Jon tells us about fair-trade coffee.
"We have four or five different fair trade coffees. Fair trade coffee started in Europe, and branched out in America as Transfair in San Francisco, which is an organization that certifies with the fair trade label that the farmer was paid a fair trade price for the coffee. The coffee markets fluctuate daily, but the farmers get a high, set price for their crop. If the market goes below that, they still get paid the set fair trade price, and if it goes above that, they get a percentage higher.
"Coffee prices are really low right now, so the problerm with coffee quality is that when the prices do fall, farmers are trying to sell as much coffee as they possibly can to make a living. In countries like El Salvador, Nicaragua, and Guatamala, the farmer is just trying to survive. Theyre not as worried about quality when prices go down, just how much they can sell. So fair trade guarantees them a good price, and then they can worry about quality since they're paid a premium. So often fair trade coffee is certified organic. The farmers that get the fair trade certification take a lot of pride in it, so it's a good program. Weve been involved for about a year and a half, and we were the first in the midwest to have fair trade coffee.
"Most coffees I buy are organic, because once a farmer has gone through the certification process to be an organic grower, they have an opening to the fair trade certification. A lot of the fair trade coffees are both organic and shade-grown. Shade-grown coffee became popular as more people became familiar with the Smithsonian migratory bird label that started being put on coffee five or six years ago. Shade-grown is good because lot of migratory birds from North America winter in Central and South America and find coffee farms a good place to go: it's kind of a deforestation issue.
"A lot of shade-grown coffee is naturally shade-grown and organic.
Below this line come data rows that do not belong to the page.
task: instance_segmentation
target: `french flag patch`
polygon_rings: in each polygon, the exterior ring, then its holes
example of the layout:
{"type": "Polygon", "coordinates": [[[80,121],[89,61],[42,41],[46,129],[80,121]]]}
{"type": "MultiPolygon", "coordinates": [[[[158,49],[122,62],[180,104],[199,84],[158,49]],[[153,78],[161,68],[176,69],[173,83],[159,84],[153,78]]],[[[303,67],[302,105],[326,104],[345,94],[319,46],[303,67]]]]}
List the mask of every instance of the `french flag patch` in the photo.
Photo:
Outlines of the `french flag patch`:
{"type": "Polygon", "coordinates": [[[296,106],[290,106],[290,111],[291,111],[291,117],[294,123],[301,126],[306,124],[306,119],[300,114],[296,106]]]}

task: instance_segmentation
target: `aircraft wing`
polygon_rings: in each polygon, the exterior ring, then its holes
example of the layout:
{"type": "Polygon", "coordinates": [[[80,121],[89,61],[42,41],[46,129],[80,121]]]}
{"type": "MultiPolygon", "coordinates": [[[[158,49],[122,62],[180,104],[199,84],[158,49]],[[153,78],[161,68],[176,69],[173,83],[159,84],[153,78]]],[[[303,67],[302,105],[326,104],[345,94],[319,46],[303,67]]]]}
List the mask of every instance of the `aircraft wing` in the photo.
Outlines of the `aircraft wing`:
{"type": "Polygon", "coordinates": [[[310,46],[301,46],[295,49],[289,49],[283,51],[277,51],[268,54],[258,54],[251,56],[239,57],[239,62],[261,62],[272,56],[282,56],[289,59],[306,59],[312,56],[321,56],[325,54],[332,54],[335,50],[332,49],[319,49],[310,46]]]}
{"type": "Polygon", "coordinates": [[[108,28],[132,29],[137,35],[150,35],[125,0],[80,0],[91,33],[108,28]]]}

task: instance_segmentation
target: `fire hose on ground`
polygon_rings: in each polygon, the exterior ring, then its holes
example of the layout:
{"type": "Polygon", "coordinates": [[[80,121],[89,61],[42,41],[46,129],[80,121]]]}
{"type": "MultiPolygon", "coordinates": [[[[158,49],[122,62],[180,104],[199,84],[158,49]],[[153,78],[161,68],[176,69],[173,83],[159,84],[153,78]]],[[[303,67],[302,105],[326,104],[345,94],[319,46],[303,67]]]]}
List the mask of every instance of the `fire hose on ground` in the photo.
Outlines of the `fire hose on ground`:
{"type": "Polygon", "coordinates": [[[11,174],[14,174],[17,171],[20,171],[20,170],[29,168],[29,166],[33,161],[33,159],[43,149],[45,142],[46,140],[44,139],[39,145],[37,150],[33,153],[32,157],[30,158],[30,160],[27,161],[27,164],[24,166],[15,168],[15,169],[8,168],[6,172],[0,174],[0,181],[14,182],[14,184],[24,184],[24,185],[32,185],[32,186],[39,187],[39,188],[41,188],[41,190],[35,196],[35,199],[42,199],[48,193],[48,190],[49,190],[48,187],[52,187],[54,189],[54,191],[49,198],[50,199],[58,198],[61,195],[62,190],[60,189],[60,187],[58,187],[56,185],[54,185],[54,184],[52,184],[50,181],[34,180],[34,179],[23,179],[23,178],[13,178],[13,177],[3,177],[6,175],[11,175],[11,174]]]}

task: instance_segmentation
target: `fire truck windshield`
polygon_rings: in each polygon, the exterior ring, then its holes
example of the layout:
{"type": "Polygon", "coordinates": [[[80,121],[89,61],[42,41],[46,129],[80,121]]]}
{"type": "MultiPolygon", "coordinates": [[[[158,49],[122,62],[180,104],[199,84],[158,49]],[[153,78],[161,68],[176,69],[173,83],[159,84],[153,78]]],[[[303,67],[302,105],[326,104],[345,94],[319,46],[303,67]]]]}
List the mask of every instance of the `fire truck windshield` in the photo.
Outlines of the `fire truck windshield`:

Many farmers are really poor and on high-elevation farms, so they don't have the resources for a lot of fertilizers, so a lot of coffee thats not officially certified organic is actually grown organically. The certified farmers go through a strict process: it takes three years to get organic coffee. They want to be sure the fertilizer is out of the soil, and it takes three years for a plant to mature to produce berries."
"Our decaffeinated coffee is decaffeinated through a chemical process that opens the cell walls in the bean to release the caffeine. It's a harsh agent, but the benefit is that the bean has to go through the process only once. There are two other processes that could be used. One, a carbon dioxide-water process takes six or eight steps, and you lose a lot of flavor . Then there's a Swiss water process that uses only water, but it takes 12-15 steps, and even more flavor is lost. If you are as worried about quality as we are, and about taste, then you have to have a decaf that tastes good. A lot of people think decaf has to taste bad, but it doesn't: if it's roasted well with a good quality bean, it tastes really good. Decaf drinkers don't want to forsake quality for taste."